Il y a une évidence, le gouvernement togolais veut à tout prix combattre la pauvreté. Pour y parvenir, les institutions gouvernementales et non gouvernementales ont orienté leurs actions vers l’attribution des crédits pour promouvoir les micros entreprises. Ce système appelé microfinance ou Système financier décentralisé (SFD) consiste à offrir des services financiers de proximité aux populations ayant des revenus faibles et qui n’ont pas accès aux services bancaires classiques.

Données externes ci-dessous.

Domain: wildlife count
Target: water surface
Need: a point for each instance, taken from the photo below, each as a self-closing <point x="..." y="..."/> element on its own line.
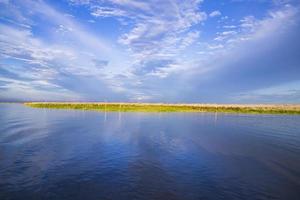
<point x="72" y="154"/>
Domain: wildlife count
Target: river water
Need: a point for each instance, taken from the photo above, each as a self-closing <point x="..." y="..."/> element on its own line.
<point x="72" y="154"/>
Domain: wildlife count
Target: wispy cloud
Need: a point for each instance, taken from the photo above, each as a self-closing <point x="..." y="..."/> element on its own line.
<point x="144" y="50"/>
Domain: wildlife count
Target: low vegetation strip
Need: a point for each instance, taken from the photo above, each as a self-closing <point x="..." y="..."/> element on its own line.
<point x="160" y="107"/>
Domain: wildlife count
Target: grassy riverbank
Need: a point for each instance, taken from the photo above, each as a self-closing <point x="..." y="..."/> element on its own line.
<point x="157" y="107"/>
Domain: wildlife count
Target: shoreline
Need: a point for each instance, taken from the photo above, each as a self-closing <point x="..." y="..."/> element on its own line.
<point x="164" y="107"/>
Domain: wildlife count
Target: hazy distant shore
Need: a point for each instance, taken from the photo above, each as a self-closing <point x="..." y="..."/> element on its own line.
<point x="162" y="107"/>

Le gouvernement togolais veut faire sortir les citoyens de la pauvreté en leur accordant des micros crédits pouvant leur permettre de mener des Activités génératrices de revenus (AGR). Pour ce faire, il a créé en 2014 le Fonds national de finance inclusive (FNFI), un véritable outil de lutte contre la pauvreté. En cinq (05) ans, les produits offerts par l’institution notamment l’Accès des pauvres aux services financiers (Apsef) ont permis d’octroyer un total de 1.553.000 crédits avec un montant de 80,847 milliards de francs CFA. De 2014 à 2019, les personnes touchées sont estimées à plus de 2.000.000.

Institutions de microfinance privées

En dehors des structures étatiques, il existe des institutions de microfinance privées qui accordent des crédits aux populations pauvres, surtout aux femmes. Il s’agit entre autres de la Faîtière des unités coopératives d’épargne et de crédit (Fucec), la Coopérative d’épargne et de crédit des assemblées de Dieu (Coopec-AD), Wages etc. En 2016, le nombre de clients de ces institutions était estimé à 2.076.684. Il est passé à 2.130.939 au premier trimestre de l’année 2017, soit une croissance de 2,6%. Grâce à ces institutions, les ménages pauvres ont accès à de diverses gammes de services financiers pratiques, souples et à des prix raisonnables. Ces services ont permis à ces ménages d’épargner de l’argent. Conséquence, ils n’ont plus à lutter au quotidien pour survivre mais d’investir afin d’améliorer leur nutrition, conditions de vie, santé et d’assurer l’éducation de leurs enfants. La contribution de ces institutions de microfinance n’est pas anecdotique. Selon les données de l’Institut national de la statistique et des études économiques et démographiques (Inseed), le taux de pauvreté qui était évalué à 55% en 2015 est passé à 53,5% en 2017.
Mieux, le nombre de SDF dans l’Uemoa est estimé à environ 595 à la fin du mois de mars 2019. Quant à l’accès des populations aux services financiers fournis par les institutions de microfinance, il s’est accru de 10,4% en glissement annuel. Le nombre de bénéficiaires sur la même période est de 14.611.866 contre 13.235.772 un an plus tôt. Le montant collecté s’était établi à 1390,8 milliards de francs CFA contre 1284,7 milliards de francs CFA un an plus tôt, soit une augmentation de 11,4%. Cette avancée est enregistrée au Mali (+20,0%), au Togo (+16,0%), en Côte d’Ivoire (+15,1%), au Sénégal (+10,3%), au Bénin (+9,9%), au Burkina (+3,7%) et au Niger (+0,5%).